The scars don’t go away, Lady Gaga says. “To this day,” she told me, “some of my
closest friends say, ‘Gaga, you know, everything’s great. You’re a singer; your
dreams have come true.’ But, still, when certain things are said to you over and
over again as you’re growing up, it stays with you and you wonder if they’re
true.”
Any self-doubt Lady Gaga harbors should have been erased by the huge throngs
that greeted her at Harvard. “This might be one of the best days of my life,”
she told the cheering crowd.
The event was an unusual partnership between Lady Gaga and Harvard University in
trying to address teen cruelty. Oprah Winfrey showed up as well, along with
Kathleen Sebelius, the secretary of health and human services.
Kathleen McCartney, dean of the Graduate School of Education here at Harvard,
said that she and her colleagues invited Lady Gaga because they had been
searching for ways to address bullying as a neglected area of education — and as
a human rights issue. As many as one-fifth of children feel bullied, she said,
adding: “If you don’t feel safe as a child, you can’t learn.”
Lady Gaga describes her foundation as her “new love affair,” and said that,
initially, she thought about focusing on a top-down crackdown on bullying. But,
over time, she said, she decided instead to use her followers to start a
bottom-up movement to try to make it cooler for young people to be nice.
I asked Lady Gaga if people won’t be cynical about an agenda so simple and
straightforward as kindling kindness. Exceptionally articulate, she seemed for
the first time at a loss for words. “That cynicism is exactly what we’re trying
to change,” she finally said.
Bullying isn’t, of course, just physical violence. Lady Gaga’s mother, Cynthia
Germanotta, who will serve as president of the Born This Way Foundation, says
that one of the most hurtful episodes in her daughter’s childhood came when
schoolmates organized a party and deliberately excluded Lady Gaga.

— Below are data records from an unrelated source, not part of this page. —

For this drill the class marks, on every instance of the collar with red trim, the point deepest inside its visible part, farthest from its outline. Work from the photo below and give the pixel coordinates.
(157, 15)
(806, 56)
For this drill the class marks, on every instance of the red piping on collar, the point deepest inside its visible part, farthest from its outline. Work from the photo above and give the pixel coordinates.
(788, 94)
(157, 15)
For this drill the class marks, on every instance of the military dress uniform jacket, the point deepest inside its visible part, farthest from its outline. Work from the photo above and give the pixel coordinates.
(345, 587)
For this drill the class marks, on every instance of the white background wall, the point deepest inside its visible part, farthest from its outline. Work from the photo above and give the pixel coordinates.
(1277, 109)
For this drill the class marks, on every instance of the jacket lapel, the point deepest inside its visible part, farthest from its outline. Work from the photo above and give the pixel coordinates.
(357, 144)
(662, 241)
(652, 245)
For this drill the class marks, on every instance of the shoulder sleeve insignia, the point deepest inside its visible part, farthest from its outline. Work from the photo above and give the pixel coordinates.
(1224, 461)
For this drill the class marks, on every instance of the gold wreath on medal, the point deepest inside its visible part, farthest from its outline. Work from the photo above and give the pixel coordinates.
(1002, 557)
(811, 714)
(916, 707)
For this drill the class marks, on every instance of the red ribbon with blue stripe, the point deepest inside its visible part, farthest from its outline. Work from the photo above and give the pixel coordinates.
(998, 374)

Lady Gaga was reluctant to talk too much about her own experiences as a teenager
for fear that her foundation would seem to be solely about bullying. Her aim is
a far broader movement to change the culture and create a more supportive and
tolerant environment. “It’s more of a hippie approach,” she explained.
“The Born This Way Foundation is not restitution or revenge for my experiences,”
Lady Gaga told me. “I want to make that clear. This is: I am now a woman, I have
a voice in the universe, and I want to do everything I can to become an expert
in social justice and hope I can make a difference and mobilize young people to
change the world.”
Yes, that sounds grandiose and utopian, but I’m reluctant to bet against one of
the world’s top pop stars and the person with the most Twitter followers in the
world. In any case, she’s indisputably right about one point: Bullying and
teenage cruelty are human rights abuses that need to be higher on our agenda.